Elle n’arrive pas à se faire à l’idée qu’un grand gamin arrivé en ville il y a trois ans de cela n’ait pas encore tout visité. Quand elle n’a rien à faire, elle cuisine un plat exceptionnel ou sort un bouquin et le feuillette au lit. Ou bien elle va se balader en ville et elle lit encore, avec le repas dans l’une de ses boîtes alimentaires en plastique.

« Va falloir s’y faire, Andréa. J’ai longtemps été un grand casanier, probablement toute ma vie, avant de te tomber dessus. Tu t’attendais vraiment à ce que je fasse l’effort de grimper jusqu’au sommet de Fourvière à pied pour voir des toits rouges, que je m’assoie trois heures au parc pour profiter de l’odeur des fleurs et bouquiner un peu, et que je m’arrête en passant pour sourire aux chiens quand leurs propriétaires s’amusent à les promener pour le caca quotidien ?

-Pour moi, c’est le propre de la vie, tout ça ! Je pense que tu n’as pas simplement pas encore pris le temps de l’apprécier. »

Quand je me suis rendu compte que mes pieds monopolisaient mon attention, j’ai levé les yeux vers elle.

Elle ne me regarde pas. Elle a les yeux tournés vers les bâtiments qui s’élèvent de l’autre bord du Rhône. Son enthousiasme transparaît même quand elle me tourne le dos. Sa tête s’agite, attrapant au vol chaque bruit, chaque bateau sillonnant le fleuve.

Andréa ne sait même pas combien j’aime aussi tout ça. Enfin, si, elle le sait sûrement. Quand on s’est rencontrés, on a longuement regardé les étoiles. Puis, quand bien même, il me faut bien un peu de nature pour m’inspirer quelques écrits ! J’espère que j’aurai l’occasion de lui dire un jour combien elle m’inspire…

Mais bon, on va laisser cette idée pour plus tard. Je ne connais aucun des ouvrages qu’elle m’a cités jusqu’ici. Je ne suis même pas sûr que je puisse même n’en citer qu’un.

« Tu sais ce qui est encore plus beau qu’un après-midi ensemble sur les quais ?

-Non, mais quelque chose me dit que tu t’apprêtes à me le dire.

-C’était pas prévu. »

Un long silence amusé a suivi. Elle est tellement fière de faire ce genre de petites blagues. En même temps, je crois que c’est encore plus agréable pour moi de jouer le jeu.

« J’allais dire… Enfin, si Monsieur le permet ?

-Ahah, oui, vas-y !

-Le soleil qui se couche...

-Il nous fait nous rendre compte qu’on a perdu la notion du temps, que notre rendez-vous s’étire jusqu’à s’éterniser. »

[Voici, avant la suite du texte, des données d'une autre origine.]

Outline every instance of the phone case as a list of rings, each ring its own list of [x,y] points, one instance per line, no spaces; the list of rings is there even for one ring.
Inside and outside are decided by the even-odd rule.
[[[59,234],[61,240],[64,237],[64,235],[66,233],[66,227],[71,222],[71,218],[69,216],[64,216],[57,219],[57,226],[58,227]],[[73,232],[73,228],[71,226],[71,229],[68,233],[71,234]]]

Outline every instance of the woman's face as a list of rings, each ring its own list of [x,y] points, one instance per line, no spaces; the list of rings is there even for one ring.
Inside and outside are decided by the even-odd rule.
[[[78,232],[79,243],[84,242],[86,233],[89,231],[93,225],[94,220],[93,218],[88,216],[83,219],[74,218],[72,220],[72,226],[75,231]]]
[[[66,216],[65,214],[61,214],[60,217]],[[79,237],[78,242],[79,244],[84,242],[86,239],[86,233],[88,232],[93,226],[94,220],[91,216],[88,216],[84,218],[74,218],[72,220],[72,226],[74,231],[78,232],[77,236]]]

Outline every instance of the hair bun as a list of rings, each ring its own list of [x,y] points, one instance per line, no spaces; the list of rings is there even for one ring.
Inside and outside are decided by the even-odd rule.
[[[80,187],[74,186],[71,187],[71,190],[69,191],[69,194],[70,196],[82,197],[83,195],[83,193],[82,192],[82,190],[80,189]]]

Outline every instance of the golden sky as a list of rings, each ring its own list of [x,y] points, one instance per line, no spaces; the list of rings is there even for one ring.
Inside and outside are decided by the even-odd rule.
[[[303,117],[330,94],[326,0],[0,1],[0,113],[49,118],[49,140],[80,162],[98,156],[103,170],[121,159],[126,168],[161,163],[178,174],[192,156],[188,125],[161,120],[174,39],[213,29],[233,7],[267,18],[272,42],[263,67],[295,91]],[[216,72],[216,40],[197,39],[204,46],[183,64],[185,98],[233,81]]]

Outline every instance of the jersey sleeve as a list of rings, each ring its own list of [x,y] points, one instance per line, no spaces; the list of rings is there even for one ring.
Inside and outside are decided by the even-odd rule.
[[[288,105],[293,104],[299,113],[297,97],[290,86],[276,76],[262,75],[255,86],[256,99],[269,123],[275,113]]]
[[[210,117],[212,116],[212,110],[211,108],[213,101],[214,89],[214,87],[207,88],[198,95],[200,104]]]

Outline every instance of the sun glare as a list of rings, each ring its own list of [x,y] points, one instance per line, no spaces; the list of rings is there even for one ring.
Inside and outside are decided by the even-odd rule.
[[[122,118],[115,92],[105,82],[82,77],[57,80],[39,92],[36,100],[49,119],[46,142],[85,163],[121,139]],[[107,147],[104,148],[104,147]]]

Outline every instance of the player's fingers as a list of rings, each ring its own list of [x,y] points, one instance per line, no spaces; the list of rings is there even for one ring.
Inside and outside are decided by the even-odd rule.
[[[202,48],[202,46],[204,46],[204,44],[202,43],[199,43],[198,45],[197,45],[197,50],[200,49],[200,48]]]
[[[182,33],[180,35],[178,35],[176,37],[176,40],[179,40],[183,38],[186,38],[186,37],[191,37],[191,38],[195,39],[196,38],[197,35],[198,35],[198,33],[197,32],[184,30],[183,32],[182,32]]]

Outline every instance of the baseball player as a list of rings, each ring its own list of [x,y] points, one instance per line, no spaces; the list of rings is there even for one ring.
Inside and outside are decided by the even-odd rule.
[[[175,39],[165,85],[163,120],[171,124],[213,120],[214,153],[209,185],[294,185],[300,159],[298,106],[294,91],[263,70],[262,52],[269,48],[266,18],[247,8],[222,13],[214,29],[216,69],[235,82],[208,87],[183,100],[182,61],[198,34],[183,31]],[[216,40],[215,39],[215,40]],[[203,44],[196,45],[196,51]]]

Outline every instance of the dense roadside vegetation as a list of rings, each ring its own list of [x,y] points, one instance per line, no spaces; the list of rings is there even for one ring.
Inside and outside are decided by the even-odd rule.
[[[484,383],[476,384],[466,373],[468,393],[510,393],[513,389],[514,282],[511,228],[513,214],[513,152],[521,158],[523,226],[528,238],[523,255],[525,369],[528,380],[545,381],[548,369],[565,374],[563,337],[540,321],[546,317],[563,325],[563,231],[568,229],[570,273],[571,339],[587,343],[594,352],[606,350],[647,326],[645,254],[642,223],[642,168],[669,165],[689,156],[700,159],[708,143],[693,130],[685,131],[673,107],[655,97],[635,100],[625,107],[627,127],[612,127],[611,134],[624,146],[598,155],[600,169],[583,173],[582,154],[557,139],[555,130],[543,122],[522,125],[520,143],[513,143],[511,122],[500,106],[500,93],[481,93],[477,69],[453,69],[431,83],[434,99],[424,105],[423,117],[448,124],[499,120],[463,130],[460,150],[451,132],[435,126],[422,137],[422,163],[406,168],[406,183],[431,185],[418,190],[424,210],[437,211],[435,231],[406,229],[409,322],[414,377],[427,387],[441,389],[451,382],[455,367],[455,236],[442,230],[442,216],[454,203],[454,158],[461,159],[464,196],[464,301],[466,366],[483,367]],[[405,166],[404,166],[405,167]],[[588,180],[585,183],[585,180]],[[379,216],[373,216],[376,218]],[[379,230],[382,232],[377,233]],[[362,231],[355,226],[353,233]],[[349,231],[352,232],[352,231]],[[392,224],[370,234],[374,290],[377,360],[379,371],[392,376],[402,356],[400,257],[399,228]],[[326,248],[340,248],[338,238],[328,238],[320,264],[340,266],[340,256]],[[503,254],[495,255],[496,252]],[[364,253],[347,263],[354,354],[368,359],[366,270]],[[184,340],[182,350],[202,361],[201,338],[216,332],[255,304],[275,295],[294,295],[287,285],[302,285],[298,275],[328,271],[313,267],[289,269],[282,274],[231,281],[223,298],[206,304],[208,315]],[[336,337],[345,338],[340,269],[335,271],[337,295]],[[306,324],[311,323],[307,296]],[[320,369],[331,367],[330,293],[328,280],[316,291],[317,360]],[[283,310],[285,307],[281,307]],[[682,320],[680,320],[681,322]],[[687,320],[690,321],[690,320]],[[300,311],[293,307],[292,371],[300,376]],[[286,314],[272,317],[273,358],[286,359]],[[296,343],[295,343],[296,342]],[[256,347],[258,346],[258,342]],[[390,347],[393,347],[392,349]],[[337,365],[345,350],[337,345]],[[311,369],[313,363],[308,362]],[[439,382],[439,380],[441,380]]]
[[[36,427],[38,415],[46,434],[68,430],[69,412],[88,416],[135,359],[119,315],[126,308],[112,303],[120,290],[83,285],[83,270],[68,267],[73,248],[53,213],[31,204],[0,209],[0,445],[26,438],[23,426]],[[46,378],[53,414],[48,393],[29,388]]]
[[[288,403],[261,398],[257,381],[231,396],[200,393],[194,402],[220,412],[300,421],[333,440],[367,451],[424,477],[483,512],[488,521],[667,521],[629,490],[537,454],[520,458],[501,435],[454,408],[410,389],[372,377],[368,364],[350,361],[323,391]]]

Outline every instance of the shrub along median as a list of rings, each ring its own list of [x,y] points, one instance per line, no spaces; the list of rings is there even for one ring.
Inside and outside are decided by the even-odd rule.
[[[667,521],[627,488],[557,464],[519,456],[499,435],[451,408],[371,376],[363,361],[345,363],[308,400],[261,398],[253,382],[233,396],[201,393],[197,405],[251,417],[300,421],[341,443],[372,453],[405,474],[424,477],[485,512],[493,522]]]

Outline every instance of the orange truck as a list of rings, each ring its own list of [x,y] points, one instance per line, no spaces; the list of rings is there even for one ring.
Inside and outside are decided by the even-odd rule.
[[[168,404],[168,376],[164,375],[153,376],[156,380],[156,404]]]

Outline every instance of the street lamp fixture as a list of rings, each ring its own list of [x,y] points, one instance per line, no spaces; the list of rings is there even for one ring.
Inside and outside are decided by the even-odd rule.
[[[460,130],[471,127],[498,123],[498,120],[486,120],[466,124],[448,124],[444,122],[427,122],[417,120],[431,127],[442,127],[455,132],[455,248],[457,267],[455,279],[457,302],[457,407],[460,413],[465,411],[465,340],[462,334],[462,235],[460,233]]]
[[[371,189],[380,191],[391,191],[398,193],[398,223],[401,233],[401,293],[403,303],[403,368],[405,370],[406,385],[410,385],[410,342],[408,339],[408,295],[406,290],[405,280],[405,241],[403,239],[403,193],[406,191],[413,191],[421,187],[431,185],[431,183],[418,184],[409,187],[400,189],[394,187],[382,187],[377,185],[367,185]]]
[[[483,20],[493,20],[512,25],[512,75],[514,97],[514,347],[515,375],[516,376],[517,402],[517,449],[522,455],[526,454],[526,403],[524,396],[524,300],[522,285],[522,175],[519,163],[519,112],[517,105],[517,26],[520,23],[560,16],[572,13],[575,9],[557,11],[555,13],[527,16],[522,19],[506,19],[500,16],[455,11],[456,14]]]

Elle s’est arrêtée un temps, me jetant un regard indescriptible. J’ai à peine le temps de lui demander ce qui se passe, et voilà qu’elle montre du doigt un banc en pierre.

On s’assoit, et elle pose sa tête blonde sur mon épaule.

« Si seulement il s’éternisait. »

Je suis d’accord avec elle. Souvent, la nuit qui tombe pendant un rendez-vous est synonyme de la fin. Quand on perd la lumière du jour, on commence vite à penser aux cours ou au boulot du lendemain. On se demande si on peut rallonger, et on sait qu’on ne peut pas.

C’est aussi ce qui rend les moments passés ensemble si précieux. On profite de l’instant parce qu’il a vite fait de nous filer entre les doigts. C’est précisément pour cela que je passe ce temps à renifler ces cheveux lâchés sur mon épaule. Cette senteur m’enivre à chaque fois ; elle me rappelle ce qu’on a déjà vécu.

« Clément ?

-Dis-moi.

-Si tu étais une activité sportive, tu penses que tu serais quoi ? »

Pour une fois, je n’ai pas besoin de réfléchir quand elle me pose une question. Je sais déjà très bien ce que je serais.

« Je voudrais être de la course à pied. Pas celle qu’on fait en athlétisme et qui nous force à battre les autres pour obtenir satisfaction. Je parle du footing détente qu’on fait avec ses copains après une longue semaine, ou du contre-la-montre en solitaire qu’on fait pour relâcher les mauvaises ondes ou repousser nos limites. »

Elle lève sa tête et me regarde, l’air surpris.

« T’as répondu super vite. Tu savais que j’allais te poser cette question ?

-Non, ahah ! Je savais simplement comment y répondre.

-J’aimerais que tu développes un peu, si ça te convient.

-Bien sûr que ça me convient ! Qu’est-ce que tu racontes ! »

Je l’ai serrée dans mes bras et mes lèvres se sont naturellement posées sur son front.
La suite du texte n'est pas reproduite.